I'm trying to figure out how to abstract over a curried function. I've can abstract over an uncurried function via:
def liftAU[F, P <: Product, L <: HList, R, A[_]](f: F)
(implicit
fp: FnToProduct.Aux[F, L => R],
gen: Generic.Aux[P, L],
ap: Applicative[A]
): A[P] => A[R] = p => p.map(gen.to).map(f.toProduct)
This will take a function like (Int, Int) => Int and turn it into something like Option[(Int, Int)] => Option[Int]. And it works for any arity of function.
I want to create the curried version which will take a function like Int => Int => Int and convert it to Option[Int] => Option[Int] => Option[Int].
It should also work for any arity of curried function.
Since FnToProduct only works on the first parameter list, it's not helpful here, I've also tried to write some recursive definitions at the typelevel, but I'm having issues defining the types.
Not really sure if its possible, but would love to know if others have tried anything like this.
Dmytro's answer doesn't actually work for me unless I change the instance names in one of the objects, and even then it doesn't work for a function like Int => Int => Int => Int, and I find working with Poly values really annoying, so instead of debugging the previous answer, I'm just going to write my own.

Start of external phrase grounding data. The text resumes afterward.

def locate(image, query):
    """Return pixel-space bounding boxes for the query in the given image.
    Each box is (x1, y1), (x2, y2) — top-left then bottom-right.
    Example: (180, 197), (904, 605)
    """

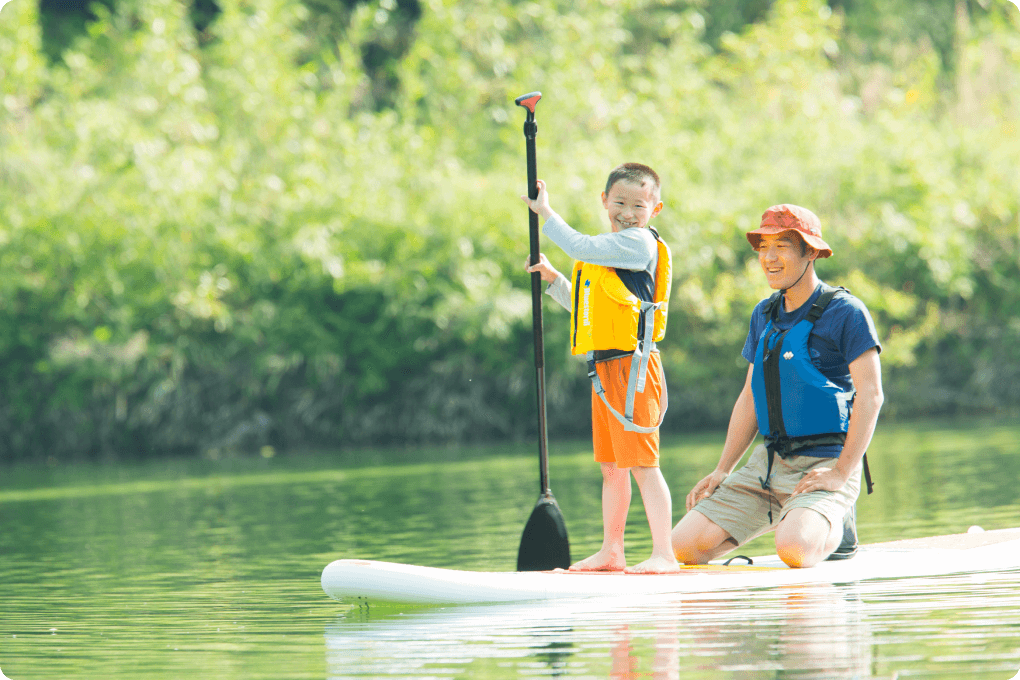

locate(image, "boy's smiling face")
(601, 180), (662, 233)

You can actually write this operation pretty nicely using a 100% Shapeless-free type class:
import cats.Applicative
trait LiftCurried[F[_], I, O] {
type Out
def apply(f: F[I => O]): F[I] => Out
}
object LiftCurried extends LowPriorityLiftCurried {
implicit def liftCurried1[F[_]: Applicative, I, I2, O2](implicit
lc: LiftCurried[F, I2, O2]
): Aux[F, I, I2 => O2, F[I2] => lc.Out] = new LiftCurried[F, I, I2 => O2] {
type Out = F[I2] => lc.Out
def apply(f: F[I => I2 => O2]): F[I] => F[I2] => lc.Out =
(Applicative[F].ap(f) _).andThen(lc(_))
}
}
trait LowPriorityLiftCurried {
type Aux[F[_], I, O, Out0] = LiftCurried[F, I, O] { type Out = Out0 }
implicit def liftCurried0[F[_]: Applicative, I, O]: Aux[F, I, O, F[O]] =
new LiftCurried[F, I, O] {
type Out = F[O]
def apply(f: F[I => O]): F[I] => F[O] = Applicative[F].ap(f) _
}
}
It's probably possible to make that a little cleaner but I find it reasonable readable as it is.
You might want to have something concrete like this:
def liftCurriedIntoOption[I, O](f: I => O)(implicit
lc: LiftCurried[Option, I, O]
): Option[I] => lc.Out = lc(Some(f))
And then we can demonstrate that it works with some functions like this:
val f: Int => Int => Int = x => y => x + y
val g: Int => Int => Int => Int = x => y => z => x + y * z
val h: Int => Int => Int => String => String = x => y => z => _ * (x + y * z)
And then:
scala> import cats.instances.option._
import cats.instances.option._
scala> val ff = liftCurriedIntoOption(f)
ff: Option[Int] => (Option[Int] => Option[Int]) = scala.Function1$$Lambda$1744/350671260@73d06630
scala> val gg = liftCurriedIntoOption(g)
gg: Option[Int] => (Option[Int] => (Option[Int] => Option[Int])) = scala.Function1$$Lambda$1744/350671260@2bb9b82c
scala> val hh = liftCurriedIntoOption(h)
hh: Option[Int] => (Option[Int] => (Option[Int] => (Option[String] => Option[String]))) = scala.Function1$$Lambda$1744/350671260@45eec9c6
We can also apply it a couple more times just for the hell of it:
scala> val hhhh = liftCurriedIntoOption(liftCurriedIntoOption(hh))
hhh: Option[Option[Option[Int]]] => (Option[Option[Option[Int]]] => (Option[Option[Option[Int]]] => (Option[Option[Option[String]]] => Option[Option[Option[String]]]))) = scala.Function1$$Lambda$1744/350671260@592593bd
So the types look okay, and for the values…
scala> ff(Some(1))(Some(2))
res0: Option[Int] = Some(3)
scala> ff(Some(1))(None)
res1: Option[Int] = None
scala> hh(Some(1))(None)(None)(None)
res2: Option[String] = None
scala> hh(Some(1))(Some(2))(Some(3))(Some("a"))
res3: Option[String] = Some(aaaaaaa)
…which I think is what you were aiming for.